The recent discovery of Mayan ruins in the Guatemalan jungle is changing the way people think of that ancient civilization.

As a result, professor Ruben Mendoza, chair of the School of Social, Behavioral & Global Studies, finds himself vindicated for challenging preconceived notions about the Maya when he was in graduate school in the late 1970's.

Most researchers at the time, including his advisor, were convinced "the Maya were essentially not warlike, they did not have a written historical tradition, and the failure of their society was predicated on managerial mismanagement of the ecology and resources," recalls Mendoza.

His dissertation challenged that view and upset his advisor.

The findings that made headlines, however, are reaffirming Mendoza's thinking that Maya cities were much larger and more interconnected than once conceived.

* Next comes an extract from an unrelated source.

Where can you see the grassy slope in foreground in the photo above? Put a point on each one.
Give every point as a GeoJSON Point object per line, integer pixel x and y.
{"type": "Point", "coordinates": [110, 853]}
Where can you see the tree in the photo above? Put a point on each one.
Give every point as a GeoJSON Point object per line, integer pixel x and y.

Videography by Joey Perotti

Clearing the jungle

In Mendoza's formative years as an archeologist, you would arrive at your site by pack mule train after a 3-6 day hike. Then you would clear the jungle by hand as best you could to reveal a single site. The rest of the area would remain hidden and unexplored.

"That area has been virtually impenetrable to survey work," reminds Mendoza.

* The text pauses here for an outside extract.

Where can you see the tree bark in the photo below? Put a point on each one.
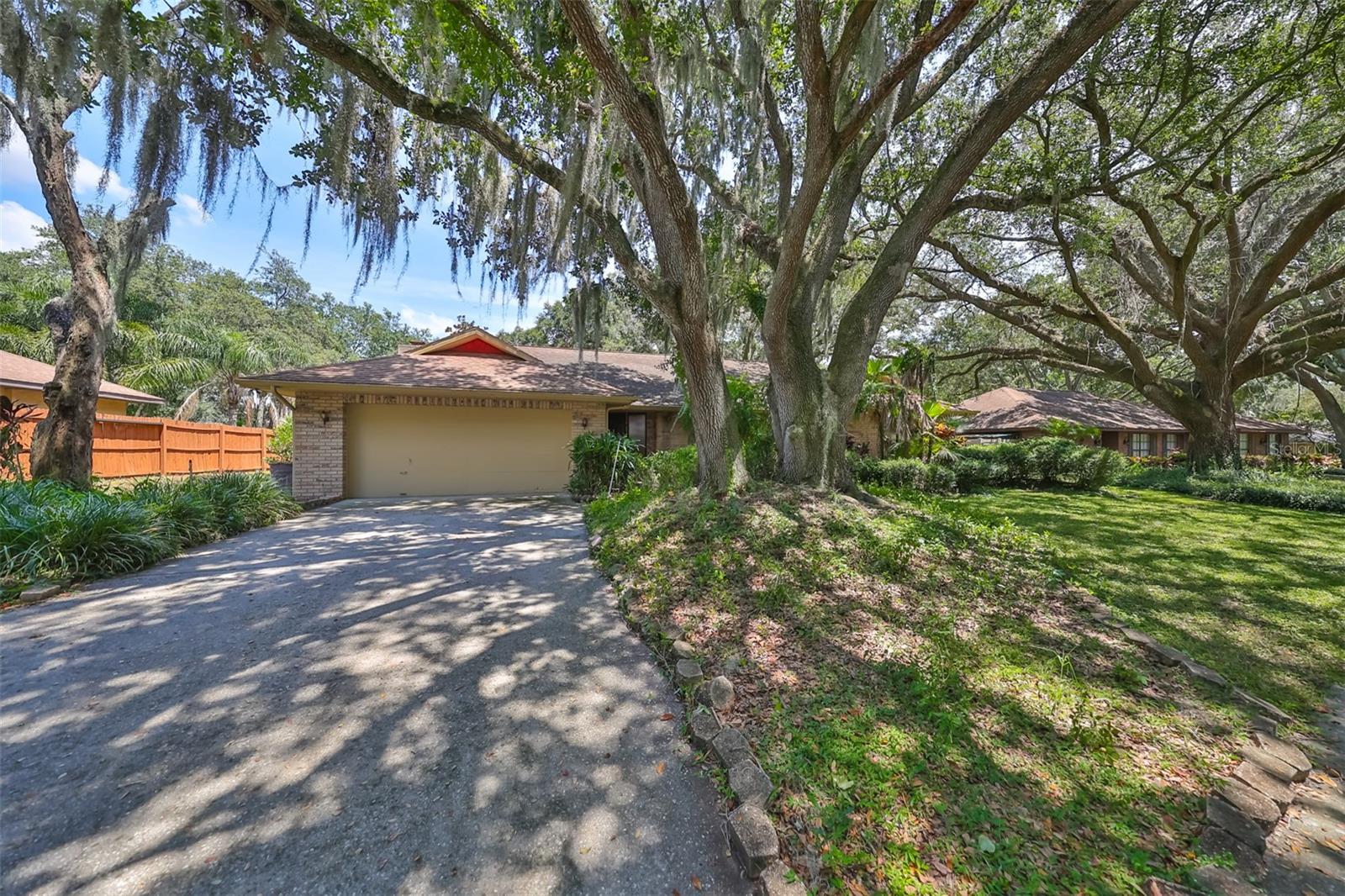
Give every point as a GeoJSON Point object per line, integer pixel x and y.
{"type": "Point", "coordinates": [1210, 421]}
{"type": "Point", "coordinates": [80, 322]}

Technology has changed all of that. LiDAR (Light Detection And Ranging) is allowing archeologists to digitally deforest a huge area of the jungle and reveal hidden structures perhaps only seen by the Maya themselves.

In some areas like Tikal in Guatemala, Mendoza says "they now have evidence of up to 60,000 sites and features that were largely unknown."

The Maya living in that area would have been part of a huge society, Mendoza suggests, ranging from "hundreds of thousands if not millions of people inhabiting what today is the most dense forest canopies in the Americas."